Goar, M.; Barnett-Cowan, M.

Cybersickness is a major barrier to the widespread adoption of virtual reality (VR), yet its underlying neurophysiological mechanisms remain poorly understood. This study investigated the relationship between vestibulomotor weighting and cybersickness. Vestibulomotor weighting was quantified using electrical vestibular stimulation (EVS), with coherence and gain between the EVS input and medial-lateral center-of-pressure (ML-CoP) responses indexing the contribution of vestibular input to postural control. Thirty-eight healthy young adults (females n=21, males n=17) completed a standing VR rollercoaster task while receiving continuous stochastic EVS (0--25 Hz; {+/-}4.5 mA), with ML-CoP responses recorded using a force plate. Cybersickness was assessed using the Fast Motion Sickness Scale (FMS) and Simulator Sickness Questionnaire, and participants were classified as non-sick (FMS < 5), medium-sick (FMS [&ge;] 5), or high-sick (terminated the VR exposure early due to intolerance). Baseline EVS-ML-CoP coherence across 2.5--8 Hz was significantly greater in high-sick than in non-sick participants, indicating elevated vestibulomotor weighting in individuals who developed symptoms.

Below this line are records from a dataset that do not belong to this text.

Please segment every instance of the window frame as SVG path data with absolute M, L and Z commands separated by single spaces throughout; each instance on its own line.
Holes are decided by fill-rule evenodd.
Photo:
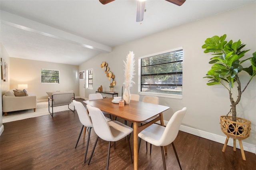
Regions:
M 141 87 L 142 85 L 141 84 L 141 60 L 142 58 L 146 58 L 148 57 L 150 57 L 152 56 L 153 56 L 156 55 L 158 55 L 160 54 L 164 54 L 164 53 L 170 53 L 172 52 L 174 52 L 176 51 L 181 50 L 182 50 L 183 51 L 183 58 L 182 59 L 182 79 L 183 79 L 183 62 L 184 60 L 184 50 L 182 47 L 177 47 L 174 49 L 171 49 L 170 50 L 161 51 L 159 52 L 153 54 L 150 54 L 149 55 L 144 55 L 142 57 L 139 57 L 138 59 L 138 93 L 139 95 L 150 95 L 152 96 L 156 96 L 159 97 L 166 97 L 166 98 L 171 98 L 174 99 L 182 99 L 182 92 L 183 92 L 183 81 L 182 81 L 182 84 L 181 85 L 182 87 L 182 90 L 181 90 L 181 93 L 182 94 L 167 94 L 167 93 L 157 93 L 157 92 L 145 92 L 145 91 L 141 91 Z
M 50 70 L 50 71 L 58 71 L 58 83 L 56 83 L 56 82 L 52 82 L 52 83 L 50 83 L 50 82 L 42 82 L 42 71 L 43 70 Z M 51 76 L 52 77 L 52 76 Z M 47 83 L 49 83 L 49 84 L 59 84 L 60 83 L 60 70 L 55 70 L 55 69 L 41 69 L 41 83 L 44 83 L 44 84 L 47 84 Z
M 92 75 L 92 77 L 91 79 L 89 78 L 89 71 L 90 70 L 92 70 L 92 74 L 91 74 L 91 75 Z M 87 69 L 86 70 L 86 89 L 93 89 L 93 69 Z M 89 79 L 91 79 L 92 80 L 92 83 L 89 83 Z M 92 87 L 89 87 L 89 84 L 91 84 L 92 85 Z

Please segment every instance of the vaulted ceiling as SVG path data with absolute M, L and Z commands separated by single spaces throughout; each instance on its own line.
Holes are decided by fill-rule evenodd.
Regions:
M 0 40 L 11 57 L 79 65 L 112 48 L 256 0 L 2 0 Z

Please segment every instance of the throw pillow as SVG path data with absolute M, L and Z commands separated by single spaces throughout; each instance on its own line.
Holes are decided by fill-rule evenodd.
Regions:
M 16 97 L 27 96 L 25 91 L 18 91 L 16 90 L 13 90 L 13 92 L 14 93 L 14 95 Z
M 15 97 L 14 93 L 12 90 L 9 90 L 5 92 L 5 95 L 6 96 L 13 96 Z

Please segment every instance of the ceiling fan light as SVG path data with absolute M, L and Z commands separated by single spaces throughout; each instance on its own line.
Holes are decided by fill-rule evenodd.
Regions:
M 145 1 L 138 1 L 137 6 L 137 15 L 136 16 L 136 22 L 140 22 L 143 20 L 144 16 L 144 11 L 145 10 Z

During VR exposure, coherence declined over time in symptomatic groups (mean slope = -0.0027 for medium-sick), whereas non-sick participants maintained consistently low coherence (mean slope = -0.0005). Despite this reduction in vestibular coupling, postural sway increased in the high-sick group relative to the medium- and non-sick groups (+29% vs. -7% and -30% change in ML-CoP RMS, respectively), while vestibular-evoked response amplitude decreased (gain reduced by 64% across 2.5--3.5 Hz). These findings indicate that greater baseline vestibulomotor weighting was associated with increased susceptibility to cybersickness, whereas reductions in vestibular contributions during VR with EVS reflected adaptive reweighting that was insufficient to prevent instability and symptom progression. Together, the results highlight baseline sensory reliance as a key determinant of cybersickness vulnerability and suggest that reweighting during exposure plays a secondary, mitigating role.